Laufende Botschafts/Konsulats-Nummer: Bericht Nr 47/J.Nr.Geh. 17
Zustand: A
Letzte Änderung: 11/19/2017


Der Konsul in Trapezunt (Bergfeld) an den Reichskanzler (Bethmann Hollweg)

Bericht



Bericht Nr. 49.

J.Nr. Geh. 47


Trapezunt, den 4. April 1914

Seit einigen Wochen verlautet, dass sich unter den Kurden des Bezirks von Bitlis eine vermehrte Bewegung bemerkbar macht. Indessen lagen bestimmte Tatsachen nicht vor. Es scheint sich vielmehr nur um eine verstärkte Erregung gehandelt zu haben, wie sie in jedem Jahr mit Beginn des Frühlings sich unter den Kurden zeigt. Die Erfahrung der letzten Jahre hat erwiesen, dass die Kurden um diese Jahreszeit , wenn mit der Schneeschmelze der Verkehr der Dörfer unter einander sich wieder einfacher gestaltet, zu besonderer Unbotsmässigkeit neigen. Die Regierung hätte auf diesen Umstand Rücksicht nehmen sollen. Bedauerlicherweise ist dies nicht geschehen.

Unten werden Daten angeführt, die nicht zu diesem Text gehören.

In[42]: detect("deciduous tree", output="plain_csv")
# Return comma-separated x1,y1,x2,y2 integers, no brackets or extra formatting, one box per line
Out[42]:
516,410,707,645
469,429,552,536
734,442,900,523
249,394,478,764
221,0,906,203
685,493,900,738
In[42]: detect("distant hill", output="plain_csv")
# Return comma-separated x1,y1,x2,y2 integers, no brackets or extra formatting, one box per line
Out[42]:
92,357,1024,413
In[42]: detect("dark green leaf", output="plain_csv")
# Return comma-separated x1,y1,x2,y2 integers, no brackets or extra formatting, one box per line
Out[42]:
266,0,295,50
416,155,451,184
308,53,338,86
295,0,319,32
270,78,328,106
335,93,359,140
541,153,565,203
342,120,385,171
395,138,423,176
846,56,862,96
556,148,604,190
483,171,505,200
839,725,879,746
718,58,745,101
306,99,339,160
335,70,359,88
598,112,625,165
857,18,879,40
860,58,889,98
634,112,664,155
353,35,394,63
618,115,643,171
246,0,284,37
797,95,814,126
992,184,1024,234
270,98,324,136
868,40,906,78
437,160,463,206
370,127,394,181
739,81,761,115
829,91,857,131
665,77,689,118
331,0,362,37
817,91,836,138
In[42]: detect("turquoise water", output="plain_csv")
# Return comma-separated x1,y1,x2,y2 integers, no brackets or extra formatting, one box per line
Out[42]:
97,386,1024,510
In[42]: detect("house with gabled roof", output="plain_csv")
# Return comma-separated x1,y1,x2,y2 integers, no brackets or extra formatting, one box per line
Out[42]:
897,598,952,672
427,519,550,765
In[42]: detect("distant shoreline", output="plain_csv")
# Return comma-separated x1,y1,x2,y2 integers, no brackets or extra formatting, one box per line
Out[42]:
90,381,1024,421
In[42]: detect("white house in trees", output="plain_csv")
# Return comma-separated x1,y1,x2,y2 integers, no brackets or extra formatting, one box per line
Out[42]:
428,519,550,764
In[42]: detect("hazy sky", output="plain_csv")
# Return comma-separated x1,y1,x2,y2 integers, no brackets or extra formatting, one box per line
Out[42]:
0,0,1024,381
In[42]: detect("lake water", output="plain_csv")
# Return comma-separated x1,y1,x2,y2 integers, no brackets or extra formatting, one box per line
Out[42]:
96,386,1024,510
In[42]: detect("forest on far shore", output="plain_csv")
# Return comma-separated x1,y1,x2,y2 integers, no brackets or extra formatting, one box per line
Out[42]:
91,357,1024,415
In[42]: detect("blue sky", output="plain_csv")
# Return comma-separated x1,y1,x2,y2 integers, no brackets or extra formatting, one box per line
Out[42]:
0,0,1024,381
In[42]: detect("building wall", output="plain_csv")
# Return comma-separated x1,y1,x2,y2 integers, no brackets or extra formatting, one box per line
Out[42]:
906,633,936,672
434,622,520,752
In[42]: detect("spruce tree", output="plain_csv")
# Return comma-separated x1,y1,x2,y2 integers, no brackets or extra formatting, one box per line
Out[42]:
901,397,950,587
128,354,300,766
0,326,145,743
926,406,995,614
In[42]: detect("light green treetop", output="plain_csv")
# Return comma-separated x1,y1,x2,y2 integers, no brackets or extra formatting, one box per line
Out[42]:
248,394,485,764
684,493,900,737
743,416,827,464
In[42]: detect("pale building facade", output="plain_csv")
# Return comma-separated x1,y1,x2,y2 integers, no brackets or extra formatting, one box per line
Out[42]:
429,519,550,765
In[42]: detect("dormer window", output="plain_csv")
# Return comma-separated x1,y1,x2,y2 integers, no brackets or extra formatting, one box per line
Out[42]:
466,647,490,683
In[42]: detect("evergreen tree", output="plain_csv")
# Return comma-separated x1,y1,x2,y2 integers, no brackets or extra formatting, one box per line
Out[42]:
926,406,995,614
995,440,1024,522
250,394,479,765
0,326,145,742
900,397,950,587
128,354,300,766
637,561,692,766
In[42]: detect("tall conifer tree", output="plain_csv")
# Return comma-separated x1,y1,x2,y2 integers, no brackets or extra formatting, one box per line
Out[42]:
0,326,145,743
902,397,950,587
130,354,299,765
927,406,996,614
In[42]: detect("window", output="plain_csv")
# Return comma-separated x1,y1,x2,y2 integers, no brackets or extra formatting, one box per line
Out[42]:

Am 1. d.M. wurden einige Gernsdarmen von Bitlis ausgesandt, um einen Kurdenfürsten, namens Selim, zu verhaften und zur Stadt zu führen. Der erste Teil ihrer Aufgabe gelang ihnen. Aber während der Rückkehr nach Bitlis wurden sie überfallen und Selim befreit. Fünfzig am folgenden Tag unter Führung eines Offiziers gegen ihn aufgebotene Gensdarmen wurden geschlagen und in die Stadt zurückgeworfen. Es kam hier zu einem erbitterten Strassenkampf. Schliesslich wurden die Angreifer wieder aus der Stadt herausgedrängt. Während des Kampfes soll sich Selim, anscheinend von den Türken hart bedrängt, auf das russische Konsulat geflüchtet haben. Die Kurden sind durch den Ausgang des Strassenkampfes keineswegs entmutigt. Sie halten vielmehr die Stadt eingeschlossen. In Bitlis befinden sich an Militär und Gensdarmerie etwa 500 Mann. Die Anzahl der beteiligten Kurden wird von türkischer Seit auf 1000, von privater Seite auf 5000 Mann angegeben. Nach meinen Informationen dürfte die Bewegung bislang etwa 3000 Kurden erfasst haben, wovon einige Hundert im Kampf geblieben oder momentan aktionsunfähig gemacht worden sind.

Türkisches Militär ist von Erzerum, Wan und Musch nach Bitlis unterwegs.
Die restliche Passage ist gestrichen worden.